第 1 章
我是京城最驕縱的貴女,偏偏看上了一個窮書生。
為了讓我如願,父親暗中派人將他的青梅竹馬送回鄉下。
誰料那姑娘在途中遭遇流匪,被擄進山寨毀了清白。
窮書生紅著眼跪在我家門前求娶,我以為我的深情終於打動了他。
可成婚後,他斂起傲骨,對我百依百順,人人都說我挑了個好夫君。
直到我父親被人構陷下獄,滿門抄斬,他成了朝堂新貴。
第一件事卻是在我的茶裡下了軟筋散,將我打包送進了內閣權臣的床榻。
他在帳外冷笑:
“當年你們父女害她遭盡凌辱,如今我也要讓你嚐嚐千人騎萬人跨的滋味。

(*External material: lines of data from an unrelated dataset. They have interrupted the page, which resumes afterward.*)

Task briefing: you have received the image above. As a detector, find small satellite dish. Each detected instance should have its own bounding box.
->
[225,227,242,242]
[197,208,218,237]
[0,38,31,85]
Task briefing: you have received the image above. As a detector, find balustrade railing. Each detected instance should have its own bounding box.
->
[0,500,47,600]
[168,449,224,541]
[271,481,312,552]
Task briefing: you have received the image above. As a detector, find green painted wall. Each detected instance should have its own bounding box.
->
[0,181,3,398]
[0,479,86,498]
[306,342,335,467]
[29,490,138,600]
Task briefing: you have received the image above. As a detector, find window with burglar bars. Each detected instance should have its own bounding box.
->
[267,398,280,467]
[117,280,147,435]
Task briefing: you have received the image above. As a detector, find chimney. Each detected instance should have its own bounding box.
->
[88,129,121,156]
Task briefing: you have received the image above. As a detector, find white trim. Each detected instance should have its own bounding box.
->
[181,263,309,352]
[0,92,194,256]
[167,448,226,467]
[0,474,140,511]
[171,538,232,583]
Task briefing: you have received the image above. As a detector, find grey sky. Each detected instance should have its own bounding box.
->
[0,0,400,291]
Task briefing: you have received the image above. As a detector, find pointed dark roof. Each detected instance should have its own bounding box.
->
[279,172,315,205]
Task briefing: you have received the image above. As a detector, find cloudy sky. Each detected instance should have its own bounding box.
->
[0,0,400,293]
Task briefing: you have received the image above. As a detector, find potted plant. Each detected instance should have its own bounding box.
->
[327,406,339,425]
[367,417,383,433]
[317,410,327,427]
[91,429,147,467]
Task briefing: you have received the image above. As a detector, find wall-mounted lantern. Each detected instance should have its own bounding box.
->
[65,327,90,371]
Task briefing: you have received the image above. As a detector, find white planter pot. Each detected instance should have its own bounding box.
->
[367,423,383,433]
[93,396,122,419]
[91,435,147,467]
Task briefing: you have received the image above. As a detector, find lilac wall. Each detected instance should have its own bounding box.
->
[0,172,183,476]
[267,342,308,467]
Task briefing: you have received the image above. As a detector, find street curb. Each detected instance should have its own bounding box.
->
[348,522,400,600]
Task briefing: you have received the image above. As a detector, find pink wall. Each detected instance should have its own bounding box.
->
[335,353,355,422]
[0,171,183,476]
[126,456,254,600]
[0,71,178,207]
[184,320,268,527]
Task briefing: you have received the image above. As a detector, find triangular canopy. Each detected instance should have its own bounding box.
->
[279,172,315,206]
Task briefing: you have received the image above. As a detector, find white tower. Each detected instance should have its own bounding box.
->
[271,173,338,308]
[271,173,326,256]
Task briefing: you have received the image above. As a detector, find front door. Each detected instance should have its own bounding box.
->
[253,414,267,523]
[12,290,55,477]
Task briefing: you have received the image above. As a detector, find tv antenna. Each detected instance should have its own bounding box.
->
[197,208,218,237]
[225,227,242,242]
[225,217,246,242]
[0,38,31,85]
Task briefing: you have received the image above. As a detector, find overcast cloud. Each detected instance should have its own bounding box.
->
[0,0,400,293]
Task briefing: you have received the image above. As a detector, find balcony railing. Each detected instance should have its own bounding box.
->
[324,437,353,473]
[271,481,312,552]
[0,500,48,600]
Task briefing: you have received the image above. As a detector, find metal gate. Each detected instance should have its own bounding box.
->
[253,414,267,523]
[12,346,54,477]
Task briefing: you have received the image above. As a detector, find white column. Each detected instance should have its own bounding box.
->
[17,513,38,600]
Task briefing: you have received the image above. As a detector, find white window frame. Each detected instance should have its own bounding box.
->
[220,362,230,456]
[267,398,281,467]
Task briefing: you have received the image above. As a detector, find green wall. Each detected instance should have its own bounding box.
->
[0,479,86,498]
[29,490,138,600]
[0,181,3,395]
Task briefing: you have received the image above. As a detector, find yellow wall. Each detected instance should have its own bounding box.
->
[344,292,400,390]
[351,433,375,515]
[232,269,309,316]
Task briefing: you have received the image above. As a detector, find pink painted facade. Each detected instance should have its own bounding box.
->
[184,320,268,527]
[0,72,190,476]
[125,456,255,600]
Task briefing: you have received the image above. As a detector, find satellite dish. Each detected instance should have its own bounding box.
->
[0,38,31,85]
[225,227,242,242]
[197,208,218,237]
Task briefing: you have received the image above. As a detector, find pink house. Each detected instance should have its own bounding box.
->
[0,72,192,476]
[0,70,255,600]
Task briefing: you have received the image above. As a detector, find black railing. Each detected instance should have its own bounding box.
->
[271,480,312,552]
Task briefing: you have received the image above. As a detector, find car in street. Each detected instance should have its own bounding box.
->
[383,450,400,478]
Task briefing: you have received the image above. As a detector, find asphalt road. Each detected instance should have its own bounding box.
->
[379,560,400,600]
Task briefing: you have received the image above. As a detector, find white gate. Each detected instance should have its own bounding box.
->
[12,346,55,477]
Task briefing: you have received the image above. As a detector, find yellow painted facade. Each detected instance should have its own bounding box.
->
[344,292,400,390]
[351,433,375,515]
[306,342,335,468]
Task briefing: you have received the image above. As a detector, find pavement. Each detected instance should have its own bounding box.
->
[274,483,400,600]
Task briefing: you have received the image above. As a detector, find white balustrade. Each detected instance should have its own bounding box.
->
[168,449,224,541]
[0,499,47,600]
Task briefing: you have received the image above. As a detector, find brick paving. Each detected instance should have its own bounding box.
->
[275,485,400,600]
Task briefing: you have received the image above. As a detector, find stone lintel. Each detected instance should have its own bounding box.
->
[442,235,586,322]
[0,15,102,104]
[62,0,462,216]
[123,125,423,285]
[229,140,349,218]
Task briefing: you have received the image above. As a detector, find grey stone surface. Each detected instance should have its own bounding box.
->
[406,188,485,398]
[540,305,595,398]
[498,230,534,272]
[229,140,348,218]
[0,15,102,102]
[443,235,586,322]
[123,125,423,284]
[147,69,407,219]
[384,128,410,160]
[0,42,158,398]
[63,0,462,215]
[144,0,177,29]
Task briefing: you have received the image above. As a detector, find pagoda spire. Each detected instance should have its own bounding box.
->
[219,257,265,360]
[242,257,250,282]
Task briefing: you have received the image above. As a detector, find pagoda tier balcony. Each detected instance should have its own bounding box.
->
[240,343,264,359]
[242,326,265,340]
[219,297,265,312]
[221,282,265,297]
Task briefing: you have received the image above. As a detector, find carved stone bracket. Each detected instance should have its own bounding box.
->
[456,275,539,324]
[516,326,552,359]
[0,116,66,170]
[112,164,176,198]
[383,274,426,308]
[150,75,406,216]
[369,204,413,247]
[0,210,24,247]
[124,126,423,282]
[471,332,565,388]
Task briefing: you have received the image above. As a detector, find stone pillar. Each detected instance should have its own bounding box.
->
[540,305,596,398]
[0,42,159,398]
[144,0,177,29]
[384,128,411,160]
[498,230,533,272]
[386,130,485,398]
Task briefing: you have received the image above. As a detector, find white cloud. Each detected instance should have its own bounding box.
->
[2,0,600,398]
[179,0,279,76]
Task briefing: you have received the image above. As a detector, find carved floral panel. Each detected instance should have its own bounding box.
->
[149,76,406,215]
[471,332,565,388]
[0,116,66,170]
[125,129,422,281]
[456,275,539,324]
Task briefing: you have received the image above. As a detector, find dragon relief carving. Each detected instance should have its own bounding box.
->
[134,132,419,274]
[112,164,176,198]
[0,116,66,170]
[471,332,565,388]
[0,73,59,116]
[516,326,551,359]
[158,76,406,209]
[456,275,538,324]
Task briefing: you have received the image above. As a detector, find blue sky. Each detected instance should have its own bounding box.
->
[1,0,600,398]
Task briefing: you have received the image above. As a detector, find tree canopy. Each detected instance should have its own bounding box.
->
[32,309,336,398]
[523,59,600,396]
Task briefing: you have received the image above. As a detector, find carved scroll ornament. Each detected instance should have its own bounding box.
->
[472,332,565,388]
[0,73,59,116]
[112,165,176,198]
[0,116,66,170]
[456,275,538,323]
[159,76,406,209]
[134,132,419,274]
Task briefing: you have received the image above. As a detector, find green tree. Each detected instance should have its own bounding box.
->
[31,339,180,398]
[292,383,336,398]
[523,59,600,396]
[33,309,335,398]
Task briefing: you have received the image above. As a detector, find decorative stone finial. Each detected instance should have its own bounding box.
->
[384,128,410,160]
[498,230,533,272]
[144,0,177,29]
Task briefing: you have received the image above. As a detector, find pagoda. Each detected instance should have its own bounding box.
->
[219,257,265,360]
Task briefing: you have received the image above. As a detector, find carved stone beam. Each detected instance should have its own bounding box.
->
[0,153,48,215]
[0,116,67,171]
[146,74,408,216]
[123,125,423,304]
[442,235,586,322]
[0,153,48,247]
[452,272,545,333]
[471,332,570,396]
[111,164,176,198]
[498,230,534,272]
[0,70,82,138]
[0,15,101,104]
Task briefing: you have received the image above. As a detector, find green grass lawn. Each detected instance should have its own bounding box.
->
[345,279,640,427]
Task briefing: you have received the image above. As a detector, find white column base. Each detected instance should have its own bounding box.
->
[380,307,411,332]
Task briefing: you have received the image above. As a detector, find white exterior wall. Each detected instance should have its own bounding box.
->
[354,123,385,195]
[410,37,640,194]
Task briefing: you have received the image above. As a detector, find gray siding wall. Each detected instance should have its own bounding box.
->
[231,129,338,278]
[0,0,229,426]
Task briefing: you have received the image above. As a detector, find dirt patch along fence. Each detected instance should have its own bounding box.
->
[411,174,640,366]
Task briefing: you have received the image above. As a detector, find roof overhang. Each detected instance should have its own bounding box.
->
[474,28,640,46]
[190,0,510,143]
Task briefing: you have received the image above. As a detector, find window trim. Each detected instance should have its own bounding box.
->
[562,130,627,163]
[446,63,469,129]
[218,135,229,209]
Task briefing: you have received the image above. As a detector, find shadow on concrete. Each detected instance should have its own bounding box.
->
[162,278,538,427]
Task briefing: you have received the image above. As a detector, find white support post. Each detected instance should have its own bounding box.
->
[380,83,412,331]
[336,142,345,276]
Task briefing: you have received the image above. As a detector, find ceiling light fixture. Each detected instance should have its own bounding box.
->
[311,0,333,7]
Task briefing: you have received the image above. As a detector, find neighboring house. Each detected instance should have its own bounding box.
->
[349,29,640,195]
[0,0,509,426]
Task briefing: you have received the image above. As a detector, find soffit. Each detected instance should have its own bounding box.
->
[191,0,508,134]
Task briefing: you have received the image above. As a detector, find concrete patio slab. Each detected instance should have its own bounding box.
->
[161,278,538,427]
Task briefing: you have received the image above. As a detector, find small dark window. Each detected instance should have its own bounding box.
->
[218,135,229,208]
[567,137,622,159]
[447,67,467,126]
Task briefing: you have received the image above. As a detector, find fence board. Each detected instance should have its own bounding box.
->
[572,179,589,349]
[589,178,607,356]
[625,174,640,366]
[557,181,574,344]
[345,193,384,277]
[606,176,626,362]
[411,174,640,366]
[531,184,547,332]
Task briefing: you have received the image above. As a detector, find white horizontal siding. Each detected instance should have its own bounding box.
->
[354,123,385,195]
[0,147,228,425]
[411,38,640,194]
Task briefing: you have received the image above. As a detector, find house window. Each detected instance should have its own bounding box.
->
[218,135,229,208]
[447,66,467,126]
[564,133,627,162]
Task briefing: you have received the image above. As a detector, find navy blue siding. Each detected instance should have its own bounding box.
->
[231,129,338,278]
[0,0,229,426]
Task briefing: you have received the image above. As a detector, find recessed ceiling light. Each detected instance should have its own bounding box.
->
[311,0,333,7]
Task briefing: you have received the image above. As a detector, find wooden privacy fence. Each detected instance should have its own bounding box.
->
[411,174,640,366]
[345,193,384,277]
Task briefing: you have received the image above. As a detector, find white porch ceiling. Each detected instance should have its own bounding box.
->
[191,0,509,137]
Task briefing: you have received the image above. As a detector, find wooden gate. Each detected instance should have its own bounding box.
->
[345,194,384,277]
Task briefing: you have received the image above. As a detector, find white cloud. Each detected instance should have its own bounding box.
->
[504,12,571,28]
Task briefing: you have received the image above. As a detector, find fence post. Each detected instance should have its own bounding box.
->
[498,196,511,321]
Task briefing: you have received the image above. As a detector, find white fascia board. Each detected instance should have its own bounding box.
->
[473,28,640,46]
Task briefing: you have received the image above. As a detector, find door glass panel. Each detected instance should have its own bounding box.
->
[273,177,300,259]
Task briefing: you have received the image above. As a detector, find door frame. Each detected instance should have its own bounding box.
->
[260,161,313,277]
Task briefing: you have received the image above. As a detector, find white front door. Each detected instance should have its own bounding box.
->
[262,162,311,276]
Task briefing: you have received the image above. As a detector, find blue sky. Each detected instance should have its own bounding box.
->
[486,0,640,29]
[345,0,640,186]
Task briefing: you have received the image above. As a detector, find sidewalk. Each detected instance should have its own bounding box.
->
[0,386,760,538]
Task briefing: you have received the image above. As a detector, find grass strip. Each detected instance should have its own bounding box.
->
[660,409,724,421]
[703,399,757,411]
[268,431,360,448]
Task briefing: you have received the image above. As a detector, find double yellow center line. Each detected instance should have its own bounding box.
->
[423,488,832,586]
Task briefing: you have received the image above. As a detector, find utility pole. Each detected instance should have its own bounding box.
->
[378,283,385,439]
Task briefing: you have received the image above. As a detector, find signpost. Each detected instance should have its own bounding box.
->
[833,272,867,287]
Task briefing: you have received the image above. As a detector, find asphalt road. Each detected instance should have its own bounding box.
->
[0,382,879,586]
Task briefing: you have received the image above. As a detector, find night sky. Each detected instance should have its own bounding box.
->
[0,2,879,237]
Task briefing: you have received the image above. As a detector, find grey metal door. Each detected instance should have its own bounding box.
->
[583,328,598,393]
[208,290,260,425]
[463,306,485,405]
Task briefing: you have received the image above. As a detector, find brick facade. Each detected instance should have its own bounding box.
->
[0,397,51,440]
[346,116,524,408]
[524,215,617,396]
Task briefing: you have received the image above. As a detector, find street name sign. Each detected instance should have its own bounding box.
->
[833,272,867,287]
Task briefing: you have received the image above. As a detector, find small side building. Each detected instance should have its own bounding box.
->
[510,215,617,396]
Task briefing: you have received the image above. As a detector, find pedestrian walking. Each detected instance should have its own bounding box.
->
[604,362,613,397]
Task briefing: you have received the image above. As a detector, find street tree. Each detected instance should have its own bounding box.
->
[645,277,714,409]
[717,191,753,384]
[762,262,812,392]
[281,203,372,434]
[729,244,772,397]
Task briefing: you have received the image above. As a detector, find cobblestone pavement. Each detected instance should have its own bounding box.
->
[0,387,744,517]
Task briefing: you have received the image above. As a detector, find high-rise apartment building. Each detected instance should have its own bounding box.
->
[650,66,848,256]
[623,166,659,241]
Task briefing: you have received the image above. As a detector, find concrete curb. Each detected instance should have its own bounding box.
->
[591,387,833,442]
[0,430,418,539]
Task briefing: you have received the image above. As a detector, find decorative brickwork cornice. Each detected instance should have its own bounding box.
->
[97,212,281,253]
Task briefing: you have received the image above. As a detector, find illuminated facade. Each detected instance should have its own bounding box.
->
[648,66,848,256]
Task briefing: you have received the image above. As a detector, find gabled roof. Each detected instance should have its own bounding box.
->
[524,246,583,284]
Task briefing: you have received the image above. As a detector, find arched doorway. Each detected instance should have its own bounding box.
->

”
“你的身子,剛好能為我鋪平這青雲路。”
我在權貴的後院裡被活活折磨致死,屍骨無存。
再睜眼,窮書生正站在堂下,故意吟了一首酸詩試圖引起我的注意。
父親笑問:
“嬌嬌,你看此子如何?”
我端起滾燙的茶水,連茶帶杯砸在窮書生的臉上:
“癩蛤蟆想吃天鵝肉,來人,把這等輕狂之徒給我亂棍打出去!”
......
青瓷茶盞在宋青玉的額角猛地炸開。
滾燙的茶水混著鮮血,順著他那張清俊孤傲的臉蜿蜒砸進衣襟。
滿堂的家僕都驚住了。
沒有人敢在這個時候上前。
宋青玉沒有躲。
他甚至連痛呼都沒有發出一聲,只定定地看著我,那雙眼裡沒有畏懼,反而透著一絲果然如此的悲憫。
“裴姑娘若是覺得砸小生能消氣,便再砸幾個杯子也無妨。”
他抬起袖子,極其緩慢地擦去眼角的血跡。
“小生知道,姑娘出身高貴,想要什麼樣的才俊得不到。偏偏小生不識抬舉,不願做那攀附權貴的滕蔓,這才惹了姑娘厭煩。”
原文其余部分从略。